Create the corresponding term-message matrices, in train and test sets.

In [57]:
new_Xtrain = Xtrain[:, index[0]]
new_Xtest = Xtest[:, index[0]]

print("New Xtrain size:", new_Xtrain.shape)
print("New Xtest size:", new_Xtest.shape)

New Xtrain size: (3572, 182)
New Xtest size: (2000, 182)


Create a code that allows you to do the model creation, training and evaluation.

In [58]:
# create model
model = LogisticRegression()

# model fit
model.fit(new_Xtrain, y_train)

# prediction on the test set
new_pred = model.predict(new_Xtest)

# confusion matrix
print('Confusion matrix:\n', confusion_matrix(y_test, new_pred)) 

# precision
print('Precision:', format(precision_score(y_test, new_pred, pos_label="ham")))

# recall
print('Recall:', format(recall_score(y_test, new_pred, pos_label="ham")))

# score F1
print('Score F1:', format(f1_score(y_test, new_pred, pos_label="ham")))

# accuracy
print('Accuracy: ', format(accuracy_score(y_test, new_pred)))

Confusion matrix:
 [[1734    8]
 [  42  216]]
Precision: 0.9763513513513513
Recall: 0.9954075774971297
Score F1: 0.9857873791927231
Accuracy:  0.975


### Note:

The quality of the modeling is in no way affected by the reduction of the dimensionality.

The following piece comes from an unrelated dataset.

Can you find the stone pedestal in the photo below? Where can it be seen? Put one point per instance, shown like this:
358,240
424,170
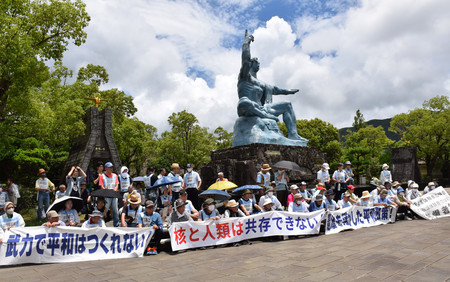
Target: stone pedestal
240,164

## Step 10 - Model inference

One of the purposes of text categorization is to produce a function that automatically assigns a class (`spam` or `ham`) to a new message based on the model. 

For example, the message *"**A new free service for you only**"* could be classify using the model (the last one).

Transform the **message** into a vector of presence absence of the terms present in the dictionary.

In [59]:
# message
msg = ["A new free service for you only"]

# description
desc = vectorizer.transform(msg)
print("Sentence description:", desc)

Sentence description:   (0, 178)	1
  (0, 336)	1
  (0, 422)	1


In [60]:
# terms in sentence
print("The terms detected in the sentence are:", np.asarray(vectorizer.get_feature_names_out())[desc.indices])

The terms detected in the sentence are: ['free' 'new' 'service']


Transform the vector into a dense matrix and apply the variable selection.

In [61]:
# dense 
dense_desc = desc.toarray()

# variable selection
dense_select = dense_desc[:, index[0]]

Apply the `predict()` method with the last model.

In [62]:
# prediction of the class
doc_pred = model.predict(dense_select)
print("Classification of the message:", doc_pred)

Classification of the message: ['spam']


### Note:

Here, there is the result of the prediction but no indication of its accuracy. It is therefore impossible to know how well the message seems to be ranked.

Verify the previous result by calculating the probabilities of membership of the classes with the method `predict_proba()`.

In [63]:
# prediction of the class with probability
doc_pred_proba = model.predict_proba(dense_select)
print("Classification and precision of the message:", doc_pred_proba)

Classification and precision of the message: [[0.18915059 0.81084941]]


Here there is a **0.19** chance that it is a `ham` versus **0.81** chance that it is a `spam`.

This confirms that the message is indeed classified as `spam` with an accuracy of **81%**.